Q. In your columns, before you were appointed executive editor, you proclaimed yourself to be a "hawk" with regard to the then impending Iraq war. In retrospect, do you still stand by that opinion?-- Heidi Miller

A.That's an excellent question, which, I apologize, I'm obliged to duck. In my current job it's important that I endeavor to keep my opinions to myself and out of the paper. To do otherwise risks giving readers the impression that the paper is driven by a political agenda, which it is not. (This attempt to segregate opinion from news is also the reason that in my current job I have no authority, none, over the editorial and Op-ed pages.) When editors are partisans, there is also a risk that reporters, whom we exhort to be impartial, might tailor their writing to the editor's perceived convictions.

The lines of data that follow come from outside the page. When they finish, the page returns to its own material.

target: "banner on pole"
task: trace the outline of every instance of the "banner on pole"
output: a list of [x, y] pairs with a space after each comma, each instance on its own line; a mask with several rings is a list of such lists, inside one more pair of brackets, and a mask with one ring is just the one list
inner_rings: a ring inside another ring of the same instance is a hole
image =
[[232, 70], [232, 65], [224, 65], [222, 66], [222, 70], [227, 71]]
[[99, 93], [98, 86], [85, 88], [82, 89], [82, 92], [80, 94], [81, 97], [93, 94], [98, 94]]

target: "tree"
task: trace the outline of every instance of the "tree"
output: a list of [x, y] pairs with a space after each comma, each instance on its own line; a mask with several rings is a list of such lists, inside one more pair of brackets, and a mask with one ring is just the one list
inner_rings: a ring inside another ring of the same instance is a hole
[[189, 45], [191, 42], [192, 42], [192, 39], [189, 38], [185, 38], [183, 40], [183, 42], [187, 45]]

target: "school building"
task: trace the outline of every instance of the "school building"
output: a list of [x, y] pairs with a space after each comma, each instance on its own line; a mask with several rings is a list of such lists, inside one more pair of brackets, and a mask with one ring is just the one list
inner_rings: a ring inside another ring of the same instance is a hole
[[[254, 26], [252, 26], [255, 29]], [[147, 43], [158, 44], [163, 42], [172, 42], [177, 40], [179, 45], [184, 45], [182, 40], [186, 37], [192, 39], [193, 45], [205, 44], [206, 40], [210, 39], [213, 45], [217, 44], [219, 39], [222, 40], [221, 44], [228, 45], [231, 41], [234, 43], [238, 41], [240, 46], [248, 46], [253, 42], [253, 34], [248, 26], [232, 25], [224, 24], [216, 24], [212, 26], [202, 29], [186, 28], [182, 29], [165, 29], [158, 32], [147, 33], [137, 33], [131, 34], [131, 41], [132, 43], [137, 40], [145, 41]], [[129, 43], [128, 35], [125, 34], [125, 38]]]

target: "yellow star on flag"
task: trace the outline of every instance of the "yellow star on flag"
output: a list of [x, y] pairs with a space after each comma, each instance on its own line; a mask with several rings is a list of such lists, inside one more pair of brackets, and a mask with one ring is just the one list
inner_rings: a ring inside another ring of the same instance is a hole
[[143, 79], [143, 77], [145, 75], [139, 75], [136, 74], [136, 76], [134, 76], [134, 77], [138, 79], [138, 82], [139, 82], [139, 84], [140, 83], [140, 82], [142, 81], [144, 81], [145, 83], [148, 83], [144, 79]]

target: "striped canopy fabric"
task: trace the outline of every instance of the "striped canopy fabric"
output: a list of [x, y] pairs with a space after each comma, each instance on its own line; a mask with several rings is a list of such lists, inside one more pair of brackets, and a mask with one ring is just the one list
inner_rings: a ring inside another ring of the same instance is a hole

During my roughly two years as a columnist, I was probably the least opinionated opinion writer in Op-ed-land. Perhaps it's a reporter's curse, but I seemed to have a gift for seeing both sides of almost every issue. My columns, therefore, tended to be reported musings -- "Here's how I thought my way through the subject of X" -- rather than polemics...

Brent Bozell begged to differ, especially when Keller tried to insist in 2002 that the Catholic Church was comparable to Soviet communism: "One paradox of the Polish pope is that while he is rightly revered for helping bring down the godless Communists, he has replicated something very like the old Communist Party in his church."

Bozell was blunt: "I’m sure Keller is well pleased with his analysis, except it collapses quickly under its own idiocy."

Keller grew more polemical:

But Keller is on a roll and sinks even further by rooting for John Paul's death as an occasion for the church's hostile takeover by the lifestyle left. He suggests "one reason many Catholics see the moment as ripe for reform is that this pope is on his last legs. Soon, the hope goes, a vigorous new leader may emerge. Maybe so. But like the Communists, John Paul has carefully constructed a Kremlin that will be inhospitable to a reformer." He has committed the offense of forming seminaries that are "begetting a generation of inflexible young priests who have no idea how to talk to real-life Catholics."

The Vatican and the Kremlin are the same thing, but Keller was the "least opinionated" columnist with the "gift for seeing both sides of almost every issue." Can he understand why conservatives then don't buy his denials of a liberal bias?